Have you heard of Facebook? If you haven’t, then you are in an elite class of human. Facebook is a place to announce your plans for the day, share pictures of your kids (pets, recent meals, feet propped up in various locations) and, most importantly, share blog posts about how you can be a better parent (spouse, employer, employee, pet owner.) These posts are rarely written by experts, so I naturally decided to add my voice to the noise.
Instead of telling you tips, I have decided to give you a pass and tell you ten ways that you are getting parenting right. Scoot the laundry off the sofa and plop down for a little bit of affirmation.
1. Your kids are sometimes bathed and rarely ever smell awful for company. Go you!
2. You have provided your kids with a pet. Experts say that pets… whatever. You got a pet and the kids seem to like it. Can’t argue with results.
3. You refused to get your kids a pet because you don’t need the hassle. You know your limits and that makes you a model parent.
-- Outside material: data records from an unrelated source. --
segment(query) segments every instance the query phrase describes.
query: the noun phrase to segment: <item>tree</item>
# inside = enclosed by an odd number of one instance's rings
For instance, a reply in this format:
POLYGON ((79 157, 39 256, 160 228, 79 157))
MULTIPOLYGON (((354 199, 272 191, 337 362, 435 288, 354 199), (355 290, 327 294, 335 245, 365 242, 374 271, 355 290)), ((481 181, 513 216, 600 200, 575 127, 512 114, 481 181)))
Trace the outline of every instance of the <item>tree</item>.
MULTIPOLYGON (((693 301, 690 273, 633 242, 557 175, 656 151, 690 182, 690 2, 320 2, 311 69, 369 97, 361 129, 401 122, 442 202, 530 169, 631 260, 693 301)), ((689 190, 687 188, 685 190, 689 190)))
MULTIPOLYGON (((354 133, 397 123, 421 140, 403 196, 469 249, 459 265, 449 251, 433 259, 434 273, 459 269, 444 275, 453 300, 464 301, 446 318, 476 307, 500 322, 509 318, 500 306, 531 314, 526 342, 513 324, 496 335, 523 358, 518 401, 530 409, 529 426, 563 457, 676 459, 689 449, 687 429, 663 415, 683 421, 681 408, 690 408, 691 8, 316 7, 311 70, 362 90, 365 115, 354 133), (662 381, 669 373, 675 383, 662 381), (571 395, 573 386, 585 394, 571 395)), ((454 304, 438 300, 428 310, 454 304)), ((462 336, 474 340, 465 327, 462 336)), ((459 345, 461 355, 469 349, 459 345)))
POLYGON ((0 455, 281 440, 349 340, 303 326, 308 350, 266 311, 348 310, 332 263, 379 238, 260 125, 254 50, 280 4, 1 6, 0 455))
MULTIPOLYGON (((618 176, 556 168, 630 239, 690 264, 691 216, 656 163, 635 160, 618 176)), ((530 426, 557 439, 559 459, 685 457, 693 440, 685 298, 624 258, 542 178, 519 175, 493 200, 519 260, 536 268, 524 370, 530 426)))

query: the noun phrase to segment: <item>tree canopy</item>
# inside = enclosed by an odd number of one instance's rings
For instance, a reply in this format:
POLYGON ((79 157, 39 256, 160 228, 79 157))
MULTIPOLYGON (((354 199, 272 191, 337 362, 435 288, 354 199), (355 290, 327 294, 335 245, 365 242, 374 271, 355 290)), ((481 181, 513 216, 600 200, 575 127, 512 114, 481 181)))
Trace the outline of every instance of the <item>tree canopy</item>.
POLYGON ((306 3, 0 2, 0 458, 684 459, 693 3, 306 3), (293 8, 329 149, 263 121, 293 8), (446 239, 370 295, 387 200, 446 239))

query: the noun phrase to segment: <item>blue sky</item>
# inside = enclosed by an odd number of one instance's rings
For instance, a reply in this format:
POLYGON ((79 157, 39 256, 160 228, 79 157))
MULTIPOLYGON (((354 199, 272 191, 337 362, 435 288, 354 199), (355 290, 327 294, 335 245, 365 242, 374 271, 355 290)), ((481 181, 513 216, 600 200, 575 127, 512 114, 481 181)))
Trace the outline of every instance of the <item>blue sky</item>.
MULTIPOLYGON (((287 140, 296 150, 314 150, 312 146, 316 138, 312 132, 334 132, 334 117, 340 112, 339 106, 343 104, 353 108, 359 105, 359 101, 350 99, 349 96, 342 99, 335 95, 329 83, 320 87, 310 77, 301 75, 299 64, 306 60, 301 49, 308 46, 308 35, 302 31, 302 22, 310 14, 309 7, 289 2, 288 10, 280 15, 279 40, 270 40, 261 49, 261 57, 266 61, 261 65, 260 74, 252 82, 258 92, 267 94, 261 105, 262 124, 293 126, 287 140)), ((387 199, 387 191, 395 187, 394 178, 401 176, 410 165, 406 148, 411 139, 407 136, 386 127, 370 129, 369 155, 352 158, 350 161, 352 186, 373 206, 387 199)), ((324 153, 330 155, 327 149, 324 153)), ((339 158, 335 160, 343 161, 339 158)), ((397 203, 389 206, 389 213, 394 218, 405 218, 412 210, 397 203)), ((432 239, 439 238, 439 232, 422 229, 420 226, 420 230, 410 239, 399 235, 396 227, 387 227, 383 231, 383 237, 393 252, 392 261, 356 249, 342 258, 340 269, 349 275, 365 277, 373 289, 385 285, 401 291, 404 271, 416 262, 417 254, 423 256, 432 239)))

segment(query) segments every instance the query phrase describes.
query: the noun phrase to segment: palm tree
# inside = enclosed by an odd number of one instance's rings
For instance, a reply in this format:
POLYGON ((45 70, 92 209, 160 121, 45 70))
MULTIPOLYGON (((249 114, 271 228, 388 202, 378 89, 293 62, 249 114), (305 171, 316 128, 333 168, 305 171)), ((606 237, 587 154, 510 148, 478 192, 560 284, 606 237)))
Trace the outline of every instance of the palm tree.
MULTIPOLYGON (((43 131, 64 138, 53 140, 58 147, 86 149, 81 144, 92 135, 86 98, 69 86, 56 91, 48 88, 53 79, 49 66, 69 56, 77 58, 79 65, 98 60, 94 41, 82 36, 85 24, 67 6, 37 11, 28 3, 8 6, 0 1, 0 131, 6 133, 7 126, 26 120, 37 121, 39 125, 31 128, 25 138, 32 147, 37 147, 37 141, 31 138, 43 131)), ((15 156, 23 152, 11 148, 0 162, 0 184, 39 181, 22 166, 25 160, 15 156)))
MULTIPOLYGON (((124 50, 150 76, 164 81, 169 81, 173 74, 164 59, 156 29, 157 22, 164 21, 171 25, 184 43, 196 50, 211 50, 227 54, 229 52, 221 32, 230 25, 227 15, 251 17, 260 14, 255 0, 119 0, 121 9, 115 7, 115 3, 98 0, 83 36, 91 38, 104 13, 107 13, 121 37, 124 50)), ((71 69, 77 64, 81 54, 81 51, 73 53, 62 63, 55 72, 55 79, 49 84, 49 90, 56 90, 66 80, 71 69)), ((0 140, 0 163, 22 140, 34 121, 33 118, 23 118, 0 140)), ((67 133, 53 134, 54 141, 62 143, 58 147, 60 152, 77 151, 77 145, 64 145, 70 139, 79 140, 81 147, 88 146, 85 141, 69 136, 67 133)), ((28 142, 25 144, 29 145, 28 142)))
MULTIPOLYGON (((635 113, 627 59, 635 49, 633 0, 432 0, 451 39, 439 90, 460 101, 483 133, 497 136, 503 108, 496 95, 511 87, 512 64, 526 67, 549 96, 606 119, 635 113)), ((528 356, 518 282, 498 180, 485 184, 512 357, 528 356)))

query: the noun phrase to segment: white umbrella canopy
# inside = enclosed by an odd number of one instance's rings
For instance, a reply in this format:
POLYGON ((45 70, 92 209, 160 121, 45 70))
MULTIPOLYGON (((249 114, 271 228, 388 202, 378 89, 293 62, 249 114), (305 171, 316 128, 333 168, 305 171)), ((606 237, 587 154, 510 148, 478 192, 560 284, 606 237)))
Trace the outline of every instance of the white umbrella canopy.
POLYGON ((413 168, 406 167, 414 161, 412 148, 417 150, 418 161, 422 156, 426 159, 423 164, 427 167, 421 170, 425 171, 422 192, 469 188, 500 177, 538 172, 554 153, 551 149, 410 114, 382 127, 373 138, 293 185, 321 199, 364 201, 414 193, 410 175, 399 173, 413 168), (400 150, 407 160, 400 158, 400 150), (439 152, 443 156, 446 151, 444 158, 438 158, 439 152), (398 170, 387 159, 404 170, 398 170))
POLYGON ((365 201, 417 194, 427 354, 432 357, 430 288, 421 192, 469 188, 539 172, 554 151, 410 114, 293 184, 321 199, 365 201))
4. There is food provided and they have eaten enough to continue existing. People may dicker over details, but this blog gives you a gold star. Good job keeping them alive.
5. There are clothes in your home and your kids wear them. Left all by themselves, they’d run around like naked heathens, but you put a stop to that nonsense with your keen parenting.
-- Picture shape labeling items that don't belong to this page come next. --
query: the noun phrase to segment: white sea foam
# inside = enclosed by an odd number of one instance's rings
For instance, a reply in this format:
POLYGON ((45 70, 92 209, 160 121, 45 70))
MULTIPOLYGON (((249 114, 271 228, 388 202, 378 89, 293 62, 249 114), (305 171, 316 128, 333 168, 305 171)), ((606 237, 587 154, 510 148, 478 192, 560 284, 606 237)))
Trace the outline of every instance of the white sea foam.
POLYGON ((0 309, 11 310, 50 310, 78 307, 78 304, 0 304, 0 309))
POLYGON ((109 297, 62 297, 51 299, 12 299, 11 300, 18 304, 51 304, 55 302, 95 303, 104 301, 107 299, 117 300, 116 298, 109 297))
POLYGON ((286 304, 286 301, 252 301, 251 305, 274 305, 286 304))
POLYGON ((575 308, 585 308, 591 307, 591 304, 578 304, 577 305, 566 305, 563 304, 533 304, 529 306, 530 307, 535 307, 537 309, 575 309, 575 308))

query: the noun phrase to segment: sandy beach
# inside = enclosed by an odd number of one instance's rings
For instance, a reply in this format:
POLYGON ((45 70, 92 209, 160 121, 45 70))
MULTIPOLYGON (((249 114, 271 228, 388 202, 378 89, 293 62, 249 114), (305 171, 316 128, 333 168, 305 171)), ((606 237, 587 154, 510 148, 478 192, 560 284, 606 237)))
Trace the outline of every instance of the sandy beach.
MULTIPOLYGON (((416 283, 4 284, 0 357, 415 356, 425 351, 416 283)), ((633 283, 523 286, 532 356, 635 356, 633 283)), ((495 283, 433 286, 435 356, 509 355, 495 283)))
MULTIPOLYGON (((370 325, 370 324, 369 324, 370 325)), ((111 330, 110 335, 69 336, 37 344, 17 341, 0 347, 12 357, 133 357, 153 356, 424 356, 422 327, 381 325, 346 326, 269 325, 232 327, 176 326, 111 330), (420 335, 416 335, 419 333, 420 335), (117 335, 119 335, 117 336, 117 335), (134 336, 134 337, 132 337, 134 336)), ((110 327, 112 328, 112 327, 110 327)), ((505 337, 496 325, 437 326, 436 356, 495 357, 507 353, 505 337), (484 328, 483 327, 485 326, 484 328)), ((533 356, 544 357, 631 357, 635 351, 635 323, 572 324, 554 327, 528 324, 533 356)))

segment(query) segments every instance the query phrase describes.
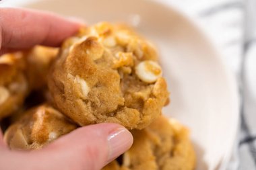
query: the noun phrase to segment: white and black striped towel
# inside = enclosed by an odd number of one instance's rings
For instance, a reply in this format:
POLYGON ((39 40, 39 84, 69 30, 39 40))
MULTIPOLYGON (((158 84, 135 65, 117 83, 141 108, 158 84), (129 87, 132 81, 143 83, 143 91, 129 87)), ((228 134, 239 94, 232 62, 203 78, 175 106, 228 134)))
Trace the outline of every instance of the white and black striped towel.
POLYGON ((256 0, 168 2, 199 21, 236 76, 241 130, 228 169, 256 169, 256 0))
6. Your kid was/will be potty trained before kindergarten. It’s possible to over plan these things, but you made it. Congratulations on those diaperless bottoms.
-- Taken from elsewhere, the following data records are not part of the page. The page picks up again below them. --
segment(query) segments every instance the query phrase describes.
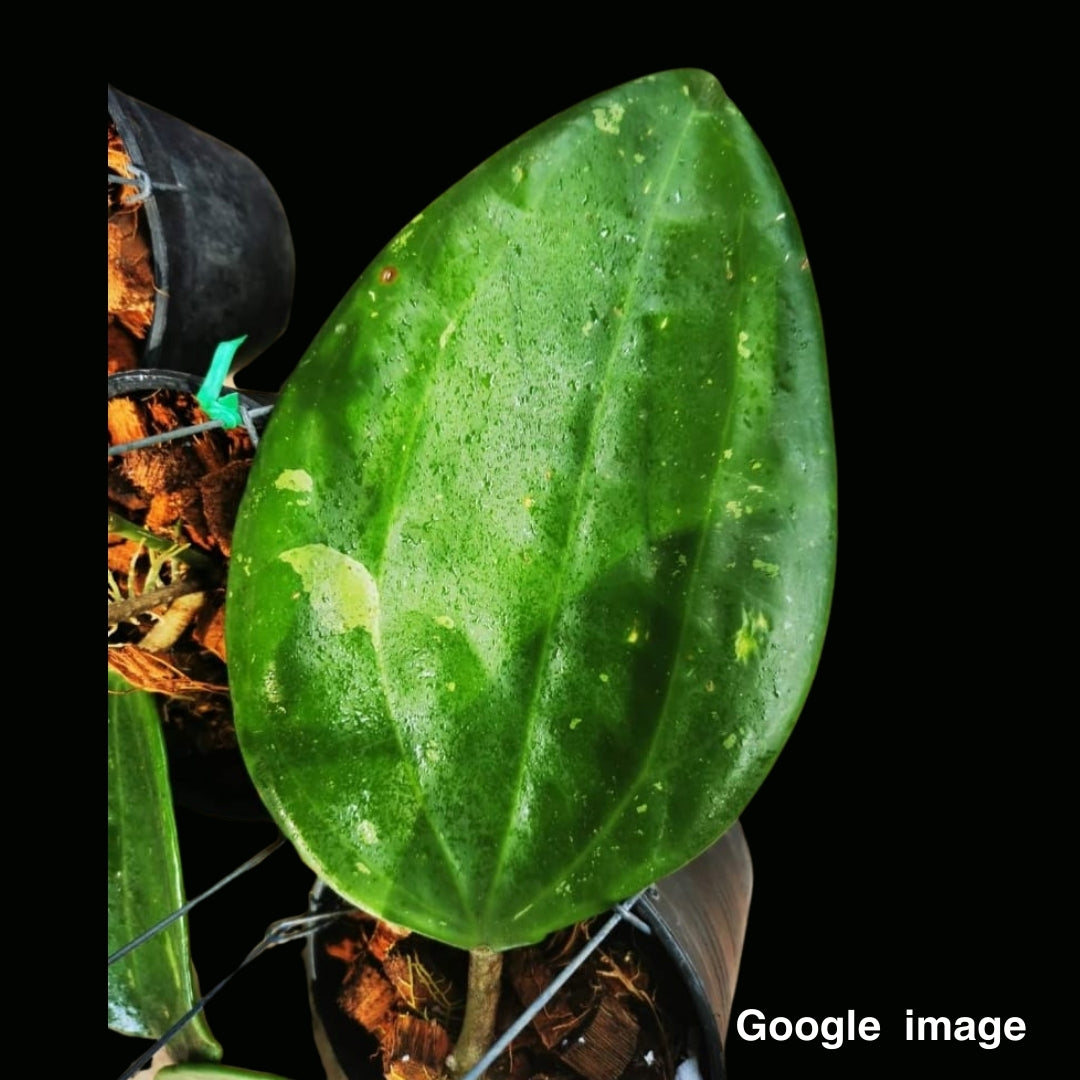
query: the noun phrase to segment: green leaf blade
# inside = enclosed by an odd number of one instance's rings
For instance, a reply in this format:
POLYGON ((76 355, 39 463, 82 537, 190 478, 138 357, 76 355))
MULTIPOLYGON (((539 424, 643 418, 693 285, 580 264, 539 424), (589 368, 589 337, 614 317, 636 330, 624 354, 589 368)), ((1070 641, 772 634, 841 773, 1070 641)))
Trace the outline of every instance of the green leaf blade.
MULTIPOLYGON (((184 904, 164 739, 152 694, 109 672, 109 955, 184 904)), ((109 968, 109 1027, 157 1039, 195 1002, 187 922, 177 920, 109 968)), ((204 1016, 170 1043, 216 1061, 204 1016)))
POLYGON ((403 230, 286 388, 228 605, 256 783, 362 905, 537 940, 760 784, 834 522, 820 316, 768 157, 702 72, 600 95, 403 230))

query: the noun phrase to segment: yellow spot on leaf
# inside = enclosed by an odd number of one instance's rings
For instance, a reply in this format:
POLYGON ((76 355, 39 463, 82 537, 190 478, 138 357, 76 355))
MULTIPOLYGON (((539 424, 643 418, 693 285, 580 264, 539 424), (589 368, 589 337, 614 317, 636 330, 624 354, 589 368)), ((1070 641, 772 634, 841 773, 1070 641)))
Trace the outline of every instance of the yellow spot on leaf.
POLYGON ((345 634, 361 627, 378 642, 379 586, 363 563, 321 543, 292 548, 278 557, 300 576, 324 630, 345 634))
POLYGON ((273 486, 282 491, 310 491, 315 484, 311 474, 302 469, 286 469, 273 482, 273 486))
POLYGON ((610 108, 593 109, 593 123, 606 135, 618 135, 619 124, 626 110, 617 102, 610 108))
POLYGON ((757 611, 753 616, 743 609, 742 625, 735 631, 734 652, 735 660, 740 663, 748 663, 750 658, 760 648, 761 638, 769 632, 769 620, 762 612, 757 611))

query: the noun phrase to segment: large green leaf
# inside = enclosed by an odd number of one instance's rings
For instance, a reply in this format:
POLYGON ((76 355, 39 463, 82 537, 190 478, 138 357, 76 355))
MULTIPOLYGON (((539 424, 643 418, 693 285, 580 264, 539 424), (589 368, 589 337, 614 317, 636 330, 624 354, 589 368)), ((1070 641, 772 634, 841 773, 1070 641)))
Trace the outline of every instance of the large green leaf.
MULTIPOLYGON (((109 672, 109 955, 184 903, 165 744, 152 694, 109 672)), ((109 968, 109 1027, 157 1039, 194 1004, 184 919, 109 968)), ((202 1014, 174 1057, 217 1059, 202 1014)))
POLYGON ((534 941, 735 819, 808 691, 835 475, 772 165, 669 72, 543 124, 379 255, 234 539, 248 767, 335 889, 534 941))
7. You make them go to bed. Bed times vary, but you’re no dummy and you make them sleep.
8. Your kid refuses to sleep and you have not killed your child. Let me be among the crowd that offers you a standing ovation. Those six mind numbing hours that you spent staring at Facebook today are not on your permanent record. You were up all night and your kid still lives. You get a pass.
9. That one thing that your kid wanted so badly, whatever it was, and you made it happen? That puts you on the good parenting team. Like food, people will argue and post all kinds of things on Facebook about how, when, and why good parents buy their kids certain items, but this blog is going to swipe all that off the table and just say, “Good for you. Your kid wanted it and you made it happen.”
10. You worry often that you are doing a terrible job. Horrible parents do not worry that they are doing a terrible job. Part of the reason they are so awful is because they don’t second guess any of their awful choices. You worry, you second guess, you lay awake at night feeling certain you have blown it: all good signs that you are getting parenting right.